Show that the alternating group $A_n$ is generated by $\langle(1 2 \dots n) , (123)\rangle$
(Let $n$ be an odd number.)
I already know that all $3$-cycle generate $A_n$ but how can I show this other problem?
First, $(1 2 3 \dots n) (321) = (1 4 5 \dots n)$ Then, we can make $(1 2 \dots n-3 \; \; n-2) $ by conjugation of n-cycle ,4 to 1 , 5 to 2 , 6 to 3 , 7 to 3 ...etc.
so, $(1 2 \dots n-3 \; \; n-2)(321)=(1 4 5 \dots n-2)$
so , we can make $(12345)$ by deleting two element again and again.
How can I proceed?
Note that we must assume the $n$ is odd.
Let $H=\langle(1\,2\,3\,\ldots\,n),(1\,2\,3)\rangle$. If $n=3$, then already $H=A_3$. Hence we may assume $n\ge5$. In that situation, you showed that also $(1\,2\,3\,\ldots\,n-2)\in H$. Hence we may assume by induction that $\langle (1\,2\,3\,\ldots\,n-2),(1\,2\,3)\rangle =A_{n-2}\subseteq H$.

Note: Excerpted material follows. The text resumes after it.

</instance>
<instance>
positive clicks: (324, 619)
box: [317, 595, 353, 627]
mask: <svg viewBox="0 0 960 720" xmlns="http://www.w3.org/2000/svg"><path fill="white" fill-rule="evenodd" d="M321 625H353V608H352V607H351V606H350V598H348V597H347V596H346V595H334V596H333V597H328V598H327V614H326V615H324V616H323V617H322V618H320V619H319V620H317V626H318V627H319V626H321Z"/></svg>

Now consider $g\in A_n$, where $n>3$. Then there exist $h\in H$ such that $hg$ maps $n\mapsto n$, for example $h=(1\,2\,\ldots\,n)^{n-g(n)}$ has this property. Among all $h\in H$ with $hg(n)=n$, pick one that maximizes $hg(n-1)$. Assume $hg(n-1)<n-1$. Certainly $hg(n-1)\ge 2$ as otherwise $(1\,2\,3)h$ contradicts maximality of $h$. Consider $$h'=(1\,2\,\ldots\,n)^r(1\,2\,3)(1\,2\,\ldots\,n)^{-r}h=(r+1\,r+2\,r+3)h,$$ where $r=hg(n-1)-2$. Then $$h'g(n) =(r+1\,r+2\,r+3)hg(n)=(r+1\,r+2\,r+3)n=n$$ because $r+3<n$, and $$h'g(n-1)=(r+1\,r+2\,r+3)(r+2)=r+3=hg(n-1)+1,$$ contradicting maximality of $h$. We conclude that $hg(n)=n$ and $hg(n-1)=n-1$, so $hg\in A_{n-2}$ and finally, $g\in h^{-1}A_{n-2}\subseteq H$.